Zwei Chöre, zwei Orchester und zwei Solistinnen stehen beim 7. Sinfoniekonzert am 10. und 11. April auf der Bühne des Staatstheater Mainz. Unter der Leitung von Gabriel Venzago erklingt dann Gustav Mahlers imposante 2. Sinfonie, die Auferstehungssinfonie.
Mahlers Zweite sollte jedes bekannte Format sprengen und sich mit den großen Sinnfragen auseinandersetzen: „Warum hast du gelebt? Warum hast du gelitten? Ist das alles nur ein großer, furchtbarer Spaß? Wir müssen diese Fragen in irgendeiner Weise lösen, wenn wir weiterleben sollen“, schrieb der Komponist dazu.
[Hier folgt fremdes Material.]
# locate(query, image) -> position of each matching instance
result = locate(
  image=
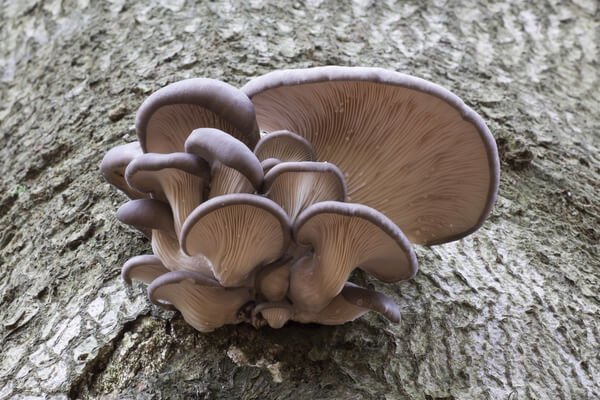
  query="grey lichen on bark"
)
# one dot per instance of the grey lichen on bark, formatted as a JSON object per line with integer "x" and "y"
{"x": 509, "y": 312}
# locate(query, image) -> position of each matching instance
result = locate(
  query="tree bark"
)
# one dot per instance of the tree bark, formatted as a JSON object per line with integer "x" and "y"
{"x": 510, "y": 312}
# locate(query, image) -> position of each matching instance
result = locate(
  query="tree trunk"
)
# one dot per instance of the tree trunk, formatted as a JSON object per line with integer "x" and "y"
{"x": 510, "y": 312}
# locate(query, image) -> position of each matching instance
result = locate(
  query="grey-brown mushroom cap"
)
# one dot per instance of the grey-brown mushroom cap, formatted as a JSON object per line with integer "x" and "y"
{"x": 204, "y": 303}
{"x": 307, "y": 167}
{"x": 453, "y": 161}
{"x": 237, "y": 233}
{"x": 115, "y": 162}
{"x": 144, "y": 268}
{"x": 223, "y": 106}
{"x": 136, "y": 173}
{"x": 216, "y": 145}
{"x": 372, "y": 300}
{"x": 285, "y": 146}
{"x": 391, "y": 272}
{"x": 146, "y": 214}
{"x": 297, "y": 185}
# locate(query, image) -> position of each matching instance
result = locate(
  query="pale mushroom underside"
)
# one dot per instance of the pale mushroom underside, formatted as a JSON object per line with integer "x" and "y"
{"x": 360, "y": 163}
Neben den Sängerinnnen Nadja Stefanoff und Verena Tönjes, stehen zusätzlich zum Philharmonischen Staatsorchester das LandesJugendOrchester Rheinland-Pfalz, der LandesJugendChor Rheinland-Pfalz sowie der Opernchor des Staatstheaters auf der Bühne.
Vor dieser rund 90-minütigen fulminanten Sinfonie erklingen Fritz Kreislers Drei Alt-Wiener Tanzweisen: Liebesfreud, Liebesleid und Schön Rosmarin sind drei charmante Miniaturen, beschwingt und eingängig, die zweite auch ein wenig elegisch angehaucht – doch alle drei mit melodischem Esprit und Eleganz.
Am 10.4. findet der Konzerteinblick Reingehört statt. Wer eine außergewöhnliche Mittagspause genießen will, kann um 13 Uhr einen Abstecher ins Staatstheater machen. Für 5 € gibt es 30 Minuten moderierte Ausschnitte des Abendprogramms – eine kleine Pause mit großen Orchesterklängen.
Karten für das Sinfoniekonzert und Reingehört gibt es an der Theaterkasse (Fuststr. 4) oder unter staatstheater-mainz.com.